The Cancer Prevention and Research Institute of Texas has awarded nearly $4 million funding to a program led by the University of Texas Health Science Center at Houston with the goal of increasing the number of cancer-prevention scientists.
The UTHealth-CPRIT Innovation in Cancer Prevention Research Training Program works to produce skilled cancer scientists and researchers by teaching career skills, team science, interdisciplinary communication skills and more. The program is headed up by Maria E. Fernández, director of the Center for Health Promotion and Prevention Research at UTHealth School of Public Health in Houston.
The training program is planned to continue through May 2026, UTHealth said.
"Our center has an excellent track record of providing cancer prevention and control research training going back over two decades," said Fernández. "We’re excited to leverage our existing infrastructure to bolster the cadre of diverse and innovative cancer researchers in Texas, particularly scientists from underrepresented minority groups."
The CPRIT-funded program will build upon UTHealth's existing Cancer Research Training Program, the school said. It will include researchers from several schools within UTHealth, including the School of Public Health, the School of Biomedical Informatics and the MD Anderson Cancer Center UTHealth Graduate School of Biomedical Sciences.
The program will also work to recruit a diverse set of trainees from underrepresented minority groups to increase diversity in cancer-prevention research, UTHealth said.
"Ensuring the research products work not only for a small subset of individuals, but for the broader community bearing the burden of cancer, is key in addressing cancer through an equity lens," said Patricia Dolan Mullen, co-director of the UTHealth-CPRIT Innovation in Cancer Prevention Research Training Program and a UTHealth School of Public Health professor of health promotion and behavioral sciences.
Physicians, researchers, hospitals and academic research institutions in Houston have received millions of dollars in funding from CPRIT to fuel cancer research efforts.

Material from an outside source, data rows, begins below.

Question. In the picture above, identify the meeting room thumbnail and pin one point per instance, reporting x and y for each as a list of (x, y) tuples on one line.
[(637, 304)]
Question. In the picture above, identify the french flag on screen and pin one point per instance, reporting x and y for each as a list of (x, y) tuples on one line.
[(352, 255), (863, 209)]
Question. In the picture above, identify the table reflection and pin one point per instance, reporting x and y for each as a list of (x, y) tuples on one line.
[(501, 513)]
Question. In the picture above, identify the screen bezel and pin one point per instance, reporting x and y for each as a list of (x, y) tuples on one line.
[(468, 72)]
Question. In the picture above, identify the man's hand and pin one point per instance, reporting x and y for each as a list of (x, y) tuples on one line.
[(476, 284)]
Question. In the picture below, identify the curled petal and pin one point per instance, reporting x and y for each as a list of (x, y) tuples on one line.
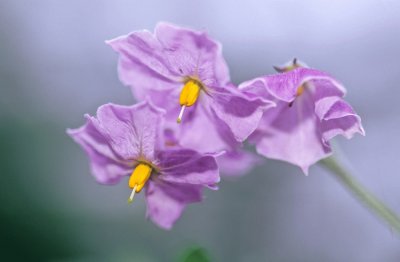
[(337, 118), (284, 86)]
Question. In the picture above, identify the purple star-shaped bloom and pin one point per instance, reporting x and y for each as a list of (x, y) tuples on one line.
[(125, 140), (183, 71), (310, 111)]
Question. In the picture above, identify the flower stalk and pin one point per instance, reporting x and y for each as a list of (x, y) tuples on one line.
[(375, 205)]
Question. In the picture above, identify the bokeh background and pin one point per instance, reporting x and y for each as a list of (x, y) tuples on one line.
[(54, 67)]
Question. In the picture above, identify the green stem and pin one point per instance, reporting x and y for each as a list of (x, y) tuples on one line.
[(374, 204)]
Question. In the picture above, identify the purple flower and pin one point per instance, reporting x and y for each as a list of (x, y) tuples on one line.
[(183, 71), (125, 141), (310, 111)]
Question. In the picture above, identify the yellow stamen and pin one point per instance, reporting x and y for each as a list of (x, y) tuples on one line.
[(189, 94), (138, 179)]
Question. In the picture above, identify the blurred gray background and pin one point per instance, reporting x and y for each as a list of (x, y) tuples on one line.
[(54, 67)]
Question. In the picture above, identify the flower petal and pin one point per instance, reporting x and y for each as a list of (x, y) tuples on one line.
[(165, 201), (185, 166), (239, 112), (106, 166), (337, 118), (283, 86), (142, 64), (292, 134), (193, 53), (133, 131), (162, 60)]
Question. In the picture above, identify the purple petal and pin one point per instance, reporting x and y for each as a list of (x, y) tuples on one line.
[(193, 53), (142, 63), (166, 201), (284, 86), (337, 118), (239, 112), (106, 166), (162, 60), (292, 134), (186, 166), (201, 130), (133, 131)]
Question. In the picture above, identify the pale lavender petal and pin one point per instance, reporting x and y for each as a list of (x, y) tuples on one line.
[(337, 118), (200, 130), (106, 166), (294, 136), (132, 131), (142, 63), (166, 201), (164, 59), (239, 112), (284, 86), (193, 53), (185, 166)]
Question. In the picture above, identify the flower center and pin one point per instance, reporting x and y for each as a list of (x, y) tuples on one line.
[(138, 179), (189, 94)]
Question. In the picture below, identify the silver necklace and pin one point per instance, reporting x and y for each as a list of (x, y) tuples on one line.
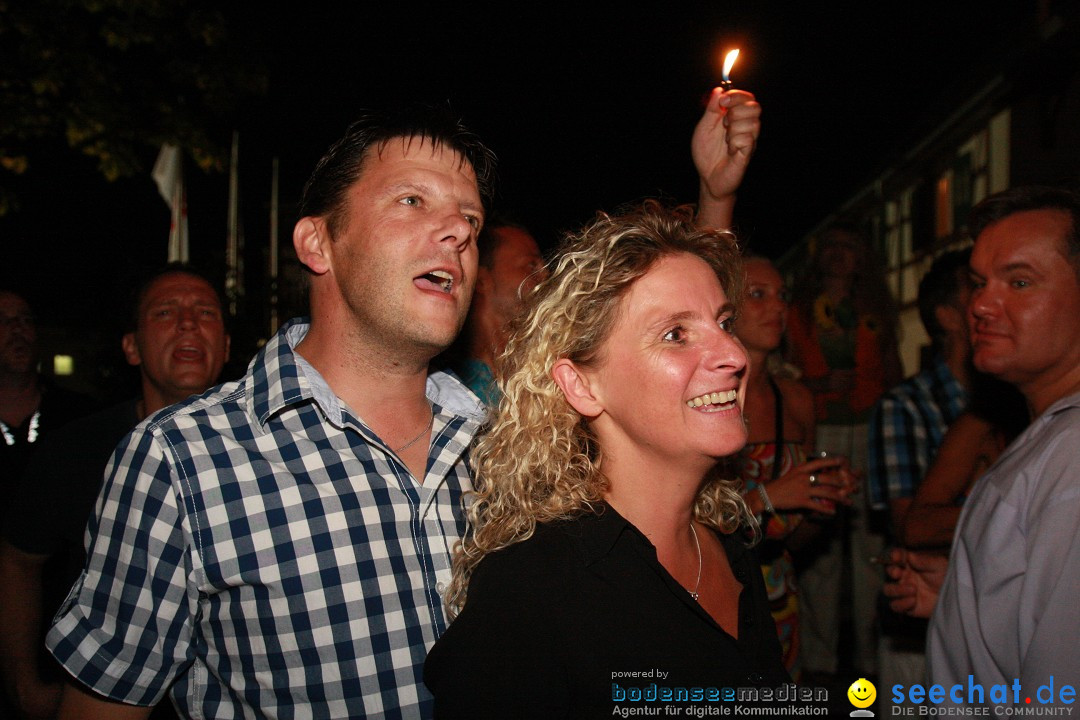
[(9, 437), (697, 544), (423, 430)]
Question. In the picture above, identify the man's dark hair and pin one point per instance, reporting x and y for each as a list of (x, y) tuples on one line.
[(941, 286), (324, 193), (135, 301), (1002, 204)]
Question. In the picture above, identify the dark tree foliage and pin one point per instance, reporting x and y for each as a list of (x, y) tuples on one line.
[(113, 77)]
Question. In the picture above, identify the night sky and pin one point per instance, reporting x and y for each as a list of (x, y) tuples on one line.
[(586, 109)]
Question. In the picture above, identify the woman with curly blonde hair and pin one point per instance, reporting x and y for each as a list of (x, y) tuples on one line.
[(603, 542)]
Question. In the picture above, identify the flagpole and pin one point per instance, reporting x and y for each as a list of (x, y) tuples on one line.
[(273, 245), (232, 232)]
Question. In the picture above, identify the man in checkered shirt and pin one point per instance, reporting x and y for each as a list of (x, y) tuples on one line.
[(279, 545)]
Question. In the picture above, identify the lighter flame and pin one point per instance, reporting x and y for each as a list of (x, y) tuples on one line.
[(728, 62)]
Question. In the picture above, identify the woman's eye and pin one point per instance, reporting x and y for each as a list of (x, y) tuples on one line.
[(674, 335)]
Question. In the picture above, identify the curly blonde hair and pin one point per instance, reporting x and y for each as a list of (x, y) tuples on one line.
[(539, 460)]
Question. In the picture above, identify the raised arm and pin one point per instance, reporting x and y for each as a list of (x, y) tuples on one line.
[(721, 146)]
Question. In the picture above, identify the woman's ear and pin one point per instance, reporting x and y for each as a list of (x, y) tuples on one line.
[(577, 386)]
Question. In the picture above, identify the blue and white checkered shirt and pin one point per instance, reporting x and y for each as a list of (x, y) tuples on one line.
[(906, 430), (258, 551)]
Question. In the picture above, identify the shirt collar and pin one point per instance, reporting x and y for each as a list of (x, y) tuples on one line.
[(282, 378)]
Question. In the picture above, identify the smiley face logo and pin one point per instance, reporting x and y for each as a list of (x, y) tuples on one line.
[(862, 693)]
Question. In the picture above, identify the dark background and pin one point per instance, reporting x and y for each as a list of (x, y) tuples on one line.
[(586, 107)]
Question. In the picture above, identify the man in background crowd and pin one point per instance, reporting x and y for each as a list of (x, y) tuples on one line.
[(178, 341)]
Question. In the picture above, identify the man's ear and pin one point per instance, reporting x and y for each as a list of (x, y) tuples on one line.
[(577, 388), (131, 349), (311, 239)]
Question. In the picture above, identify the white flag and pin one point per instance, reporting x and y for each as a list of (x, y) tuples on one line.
[(169, 174)]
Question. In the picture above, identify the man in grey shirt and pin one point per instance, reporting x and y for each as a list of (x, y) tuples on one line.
[(1008, 611)]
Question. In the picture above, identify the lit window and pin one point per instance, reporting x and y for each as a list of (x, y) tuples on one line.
[(63, 365)]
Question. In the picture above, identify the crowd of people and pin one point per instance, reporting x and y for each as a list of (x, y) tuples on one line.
[(478, 483)]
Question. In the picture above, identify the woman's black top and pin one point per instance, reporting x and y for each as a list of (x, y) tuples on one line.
[(581, 617)]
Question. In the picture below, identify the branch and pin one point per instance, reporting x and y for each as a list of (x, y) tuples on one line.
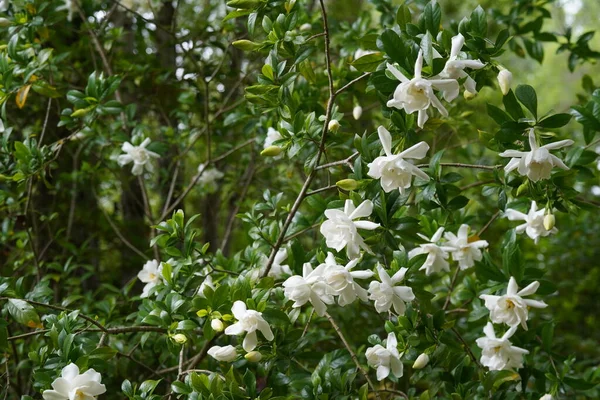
[(352, 354)]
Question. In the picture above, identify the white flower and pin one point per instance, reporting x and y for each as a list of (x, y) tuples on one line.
[(385, 359), (341, 280), (207, 282), (311, 287), (272, 136), (249, 321), (209, 177), (151, 275), (537, 163), (225, 353), (75, 386), (392, 169), (138, 155), (455, 68), (499, 353), (421, 361), (417, 94), (436, 255), (505, 80), (277, 270), (340, 229), (534, 222), (386, 294), (512, 309), (465, 251)]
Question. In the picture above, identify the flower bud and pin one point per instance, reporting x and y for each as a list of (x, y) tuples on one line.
[(246, 45), (271, 151), (253, 356), (468, 95), (549, 221), (225, 353), (179, 338), (217, 325), (421, 361), (504, 80), (202, 313), (347, 184), (334, 125)]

The program has also played a role in recruiting early-stage biotechnology and pharmaceutical companies into Houston and Texas from other places in the U.S.
With a fall 2021 enrollment of more than 5,300 students, UTHealth is one of the largest college or universities in the Houston region, according to Houston Business Journal research.
UTHealth has a large presence in the Texas Medical Center and is one of the founding institutions of TMC3, a new 37-acre campus being built just south of Brays Bayou from the existing TMC campus. UTHealth will have its own dedicated facility on the TMC3 campus.